By Ric Bang
Buy CD: Dialectics
I enjoy reviewing all jazz artists and groups, old and new, but I’m particularly intrigued by releases that originate outside the United States. That’s the case with this album, which features Canadian musicians — or those influenced by Canadians — and is produced by Factor Canada, and released on British Columbia’s Cellar Live label.
I often yearn for the sounds and styles that originated during the big band years and, over time, I’ve noticed an interesting thing. Because international artists often develop their skills by listening to music that originated in the States, many of them wind up producing the kind of jazz that turned us on during that big band period.
Drummer Curtis Nowosad, who leads this quintet, was born in Winnipeg and has been a force in the Canadian jazz scene for years. He’s also a member of the New York jazz fraternity. His colleagues here are saxman Jimmy Greene and trumpeter Derrick Gardner, both Big Apple artists; and pianist Will Bonness and bassist Steve Kirby, who share jobs in both Canada and the States.

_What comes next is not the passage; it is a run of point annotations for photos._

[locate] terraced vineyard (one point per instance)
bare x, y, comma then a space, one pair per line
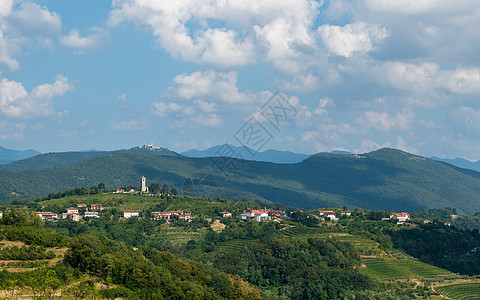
233, 245
363, 244
389, 268
460, 291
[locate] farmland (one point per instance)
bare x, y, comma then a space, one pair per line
390, 268
460, 291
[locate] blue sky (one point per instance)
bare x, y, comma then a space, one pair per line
355, 75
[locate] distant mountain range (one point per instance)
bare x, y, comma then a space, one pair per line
275, 156
386, 179
8, 155
460, 162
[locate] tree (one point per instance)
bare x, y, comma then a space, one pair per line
154, 188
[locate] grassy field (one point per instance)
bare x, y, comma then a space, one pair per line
389, 268
460, 291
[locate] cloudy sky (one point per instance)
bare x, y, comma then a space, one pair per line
351, 75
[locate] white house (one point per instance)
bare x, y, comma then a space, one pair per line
225, 214
261, 217
72, 210
131, 213
400, 217
96, 207
91, 214
328, 214
47, 216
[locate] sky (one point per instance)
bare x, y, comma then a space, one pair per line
298, 75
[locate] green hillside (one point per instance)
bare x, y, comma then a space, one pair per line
386, 179
211, 257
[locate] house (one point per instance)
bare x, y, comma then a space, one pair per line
243, 216
252, 212
157, 215
168, 215
328, 214
96, 207
74, 217
91, 214
225, 214
261, 217
130, 213
400, 217
185, 217
47, 215
72, 210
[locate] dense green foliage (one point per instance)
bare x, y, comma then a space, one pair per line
299, 269
386, 179
25, 253
27, 227
447, 247
437, 214
461, 291
157, 277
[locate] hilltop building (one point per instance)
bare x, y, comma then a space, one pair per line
130, 213
150, 146
143, 186
400, 217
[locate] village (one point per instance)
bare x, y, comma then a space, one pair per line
85, 211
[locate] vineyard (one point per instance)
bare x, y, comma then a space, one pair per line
388, 268
460, 291
362, 244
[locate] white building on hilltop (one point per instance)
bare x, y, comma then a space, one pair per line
143, 186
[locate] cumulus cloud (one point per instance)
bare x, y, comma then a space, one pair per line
32, 20
21, 24
93, 41
429, 77
16, 102
383, 121
11, 130
217, 85
131, 125
352, 38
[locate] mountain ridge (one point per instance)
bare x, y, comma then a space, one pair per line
9, 155
385, 179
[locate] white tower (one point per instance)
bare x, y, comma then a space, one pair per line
144, 185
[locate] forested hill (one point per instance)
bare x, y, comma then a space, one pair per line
61, 159
386, 179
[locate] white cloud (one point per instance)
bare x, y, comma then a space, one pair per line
402, 145
23, 23
16, 102
429, 77
322, 106
93, 41
6, 49
208, 84
32, 20
368, 146
131, 125
382, 121
465, 122
11, 130
351, 38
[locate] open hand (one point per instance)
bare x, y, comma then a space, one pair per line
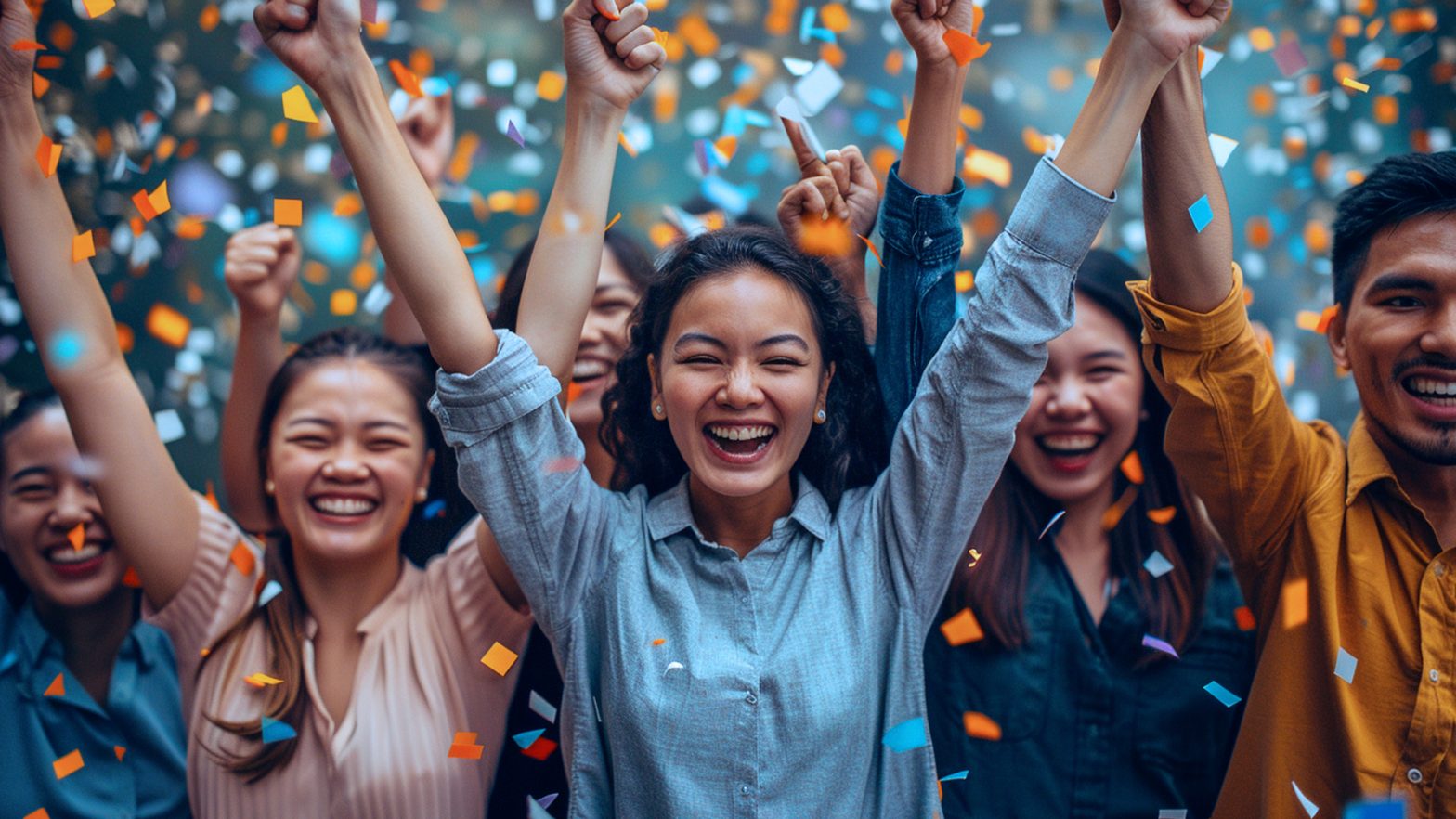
17, 67
1169, 27
312, 37
259, 266
925, 22
612, 54
428, 130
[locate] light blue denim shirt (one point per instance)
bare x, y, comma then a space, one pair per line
143, 714
704, 685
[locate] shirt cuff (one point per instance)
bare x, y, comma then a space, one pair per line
922, 227
1179, 328
513, 385
1056, 216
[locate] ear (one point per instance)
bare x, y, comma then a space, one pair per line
1335, 337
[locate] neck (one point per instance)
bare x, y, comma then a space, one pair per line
91, 636
738, 522
341, 593
599, 461
1432, 487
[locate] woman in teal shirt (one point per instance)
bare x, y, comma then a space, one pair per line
87, 693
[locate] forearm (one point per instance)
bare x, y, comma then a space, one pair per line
259, 355
418, 245
1191, 268
566, 263
928, 163
1102, 137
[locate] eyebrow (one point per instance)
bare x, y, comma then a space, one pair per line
1399, 281
704, 338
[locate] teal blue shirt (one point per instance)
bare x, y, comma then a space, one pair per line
143, 714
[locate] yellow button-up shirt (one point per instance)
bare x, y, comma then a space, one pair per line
1355, 601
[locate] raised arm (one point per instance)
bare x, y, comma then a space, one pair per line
149, 509
956, 433
259, 266
319, 40
612, 56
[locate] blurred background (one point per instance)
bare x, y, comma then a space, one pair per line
184, 92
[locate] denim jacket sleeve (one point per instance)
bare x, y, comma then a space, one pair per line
522, 466
948, 449
922, 242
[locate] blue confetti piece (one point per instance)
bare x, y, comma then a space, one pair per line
276, 732
1223, 694
1202, 213
526, 739
906, 736
1161, 646
271, 591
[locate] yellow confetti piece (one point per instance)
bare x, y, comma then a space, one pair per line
69, 764
287, 213
84, 247
296, 105
500, 659
963, 629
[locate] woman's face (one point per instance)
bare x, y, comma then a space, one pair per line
1084, 411
603, 342
740, 378
348, 462
46, 496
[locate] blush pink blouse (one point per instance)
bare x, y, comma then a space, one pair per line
420, 682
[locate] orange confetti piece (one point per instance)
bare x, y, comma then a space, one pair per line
84, 247
964, 48
69, 764
551, 86
981, 726
963, 629
168, 325
287, 213
48, 156
407, 79
500, 659
243, 558
1163, 516
1133, 466
1294, 602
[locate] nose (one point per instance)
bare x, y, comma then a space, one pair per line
740, 389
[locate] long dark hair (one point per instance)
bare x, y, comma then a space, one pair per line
1015, 514
284, 617
845, 452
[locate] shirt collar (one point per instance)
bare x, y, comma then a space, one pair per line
670, 512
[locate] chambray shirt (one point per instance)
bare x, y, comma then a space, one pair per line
141, 717
699, 683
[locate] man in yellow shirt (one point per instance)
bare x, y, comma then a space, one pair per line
1343, 548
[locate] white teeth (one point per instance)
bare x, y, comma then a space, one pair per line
1069, 442
741, 433
344, 506
1432, 386
67, 554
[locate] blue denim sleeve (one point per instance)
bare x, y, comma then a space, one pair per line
522, 466
920, 238
956, 432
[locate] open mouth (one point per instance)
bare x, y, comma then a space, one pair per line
341, 506
740, 443
1069, 452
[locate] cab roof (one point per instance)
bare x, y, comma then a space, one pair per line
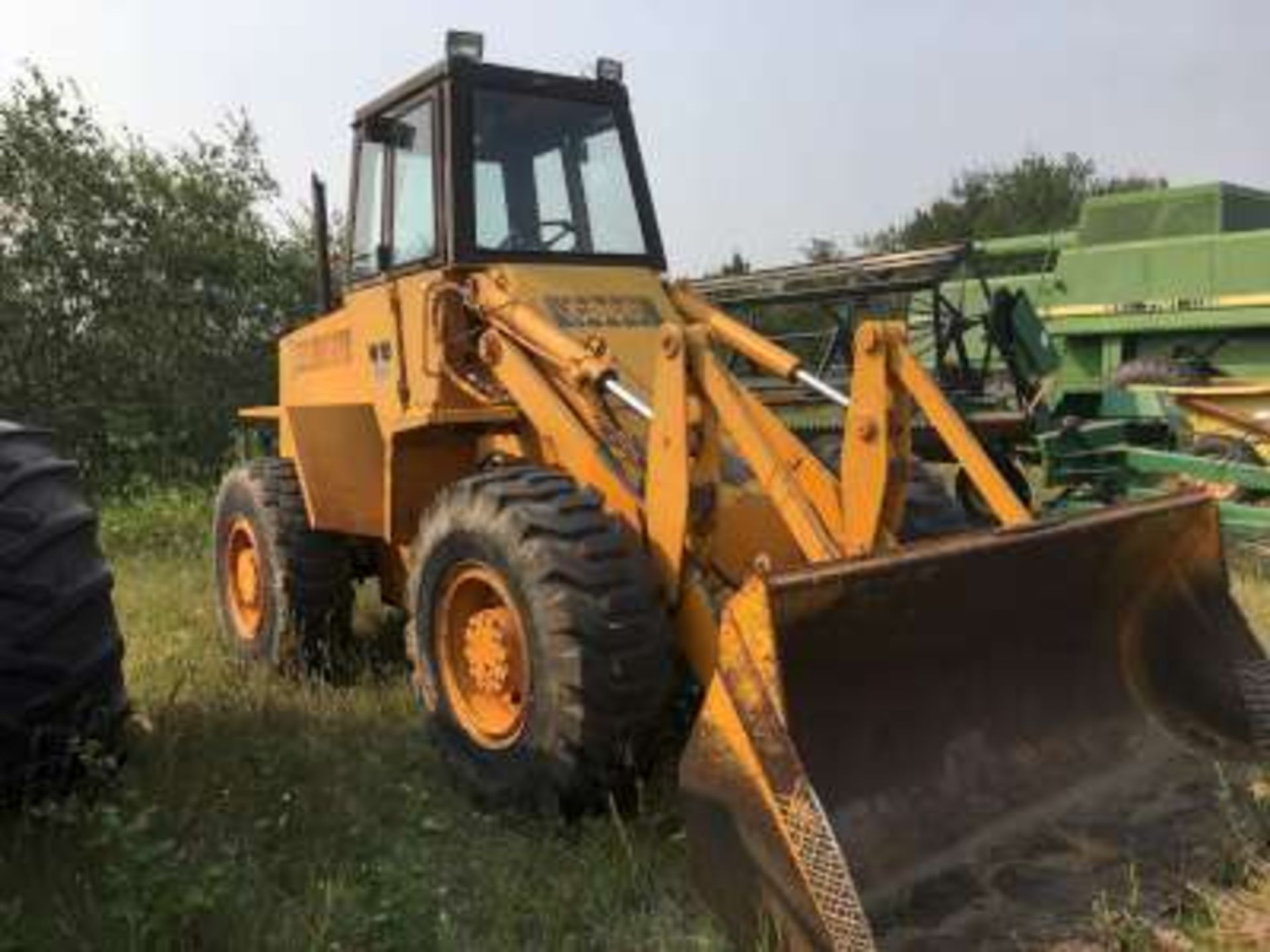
473, 73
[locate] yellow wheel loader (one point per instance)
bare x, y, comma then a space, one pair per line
513, 423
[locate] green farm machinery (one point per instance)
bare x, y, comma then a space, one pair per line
1129, 353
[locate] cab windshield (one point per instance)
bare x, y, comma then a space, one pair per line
550, 177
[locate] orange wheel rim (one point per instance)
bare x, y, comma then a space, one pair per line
244, 579
482, 654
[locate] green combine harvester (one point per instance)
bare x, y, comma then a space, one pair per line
1129, 353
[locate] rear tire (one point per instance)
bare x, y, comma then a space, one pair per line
583, 669
1228, 450
62, 678
285, 592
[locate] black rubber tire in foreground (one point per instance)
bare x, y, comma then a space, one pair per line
62, 681
600, 653
306, 575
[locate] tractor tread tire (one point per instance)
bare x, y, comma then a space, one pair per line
601, 654
309, 602
62, 655
1158, 371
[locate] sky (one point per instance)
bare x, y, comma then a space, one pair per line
761, 124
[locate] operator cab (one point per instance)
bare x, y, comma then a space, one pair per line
469, 163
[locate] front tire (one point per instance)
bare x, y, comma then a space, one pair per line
285, 592
62, 678
539, 641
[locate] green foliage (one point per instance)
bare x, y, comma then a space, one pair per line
140, 291
737, 264
1035, 194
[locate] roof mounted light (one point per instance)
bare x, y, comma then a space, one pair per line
465, 45
609, 70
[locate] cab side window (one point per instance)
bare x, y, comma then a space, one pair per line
394, 210
414, 218
367, 211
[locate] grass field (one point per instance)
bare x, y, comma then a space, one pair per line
261, 814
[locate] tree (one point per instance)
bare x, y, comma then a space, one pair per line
737, 264
1035, 194
142, 291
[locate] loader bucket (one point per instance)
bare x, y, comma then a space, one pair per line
874, 723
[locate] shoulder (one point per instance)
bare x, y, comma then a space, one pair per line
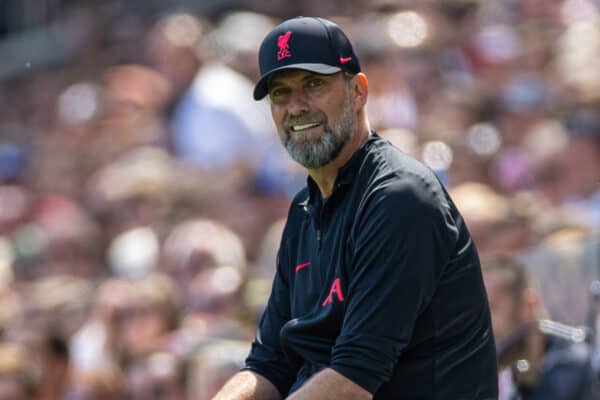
400, 181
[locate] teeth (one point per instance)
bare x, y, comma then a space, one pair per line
297, 128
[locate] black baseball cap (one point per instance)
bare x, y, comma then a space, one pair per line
307, 43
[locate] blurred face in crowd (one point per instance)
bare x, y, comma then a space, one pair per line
313, 114
11, 389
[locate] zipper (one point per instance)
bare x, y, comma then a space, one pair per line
318, 239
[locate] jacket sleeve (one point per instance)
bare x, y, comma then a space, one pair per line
266, 356
403, 238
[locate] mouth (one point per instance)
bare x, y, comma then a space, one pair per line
303, 127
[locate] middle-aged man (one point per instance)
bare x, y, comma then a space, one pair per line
378, 291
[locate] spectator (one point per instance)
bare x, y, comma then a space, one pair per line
542, 359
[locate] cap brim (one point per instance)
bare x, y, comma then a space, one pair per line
261, 89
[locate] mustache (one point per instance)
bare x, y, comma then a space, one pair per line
309, 118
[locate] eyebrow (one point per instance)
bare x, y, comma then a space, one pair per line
273, 81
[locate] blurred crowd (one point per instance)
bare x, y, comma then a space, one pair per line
142, 190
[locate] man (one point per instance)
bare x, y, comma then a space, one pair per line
540, 359
378, 291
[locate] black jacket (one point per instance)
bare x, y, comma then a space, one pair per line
380, 282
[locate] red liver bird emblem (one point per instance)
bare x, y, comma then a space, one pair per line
284, 46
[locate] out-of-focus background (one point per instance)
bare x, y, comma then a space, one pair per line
143, 191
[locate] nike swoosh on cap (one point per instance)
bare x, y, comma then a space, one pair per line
300, 266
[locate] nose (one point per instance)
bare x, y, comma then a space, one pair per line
298, 103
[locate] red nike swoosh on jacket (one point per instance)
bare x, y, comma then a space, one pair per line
300, 266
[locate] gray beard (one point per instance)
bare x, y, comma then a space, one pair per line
315, 153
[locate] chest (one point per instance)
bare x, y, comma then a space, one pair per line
320, 266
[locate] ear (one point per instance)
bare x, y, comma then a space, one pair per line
361, 90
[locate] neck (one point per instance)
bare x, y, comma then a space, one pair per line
325, 176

As often is the case when a drummer fronts a combo, the menu includes mostly mid- and up-tempo burners. Consider, as one example, that the standard “I Remember You” is done here at race-horse speed. Wayne Shorter’s “Speak No Evil” is a great swinger, and T. Monk’s “Bye-Ya” is given a smooth, Afro-Cuban reading. “Gleaning & Dreaming” emerges as a waltz, varying from 5 to 3 meters.
The solo work is uniformly excellent, including Nowosad’s obligatory drum passages.
Our Northern neighbors have produced some good stuff here, and I look forward to more of the same.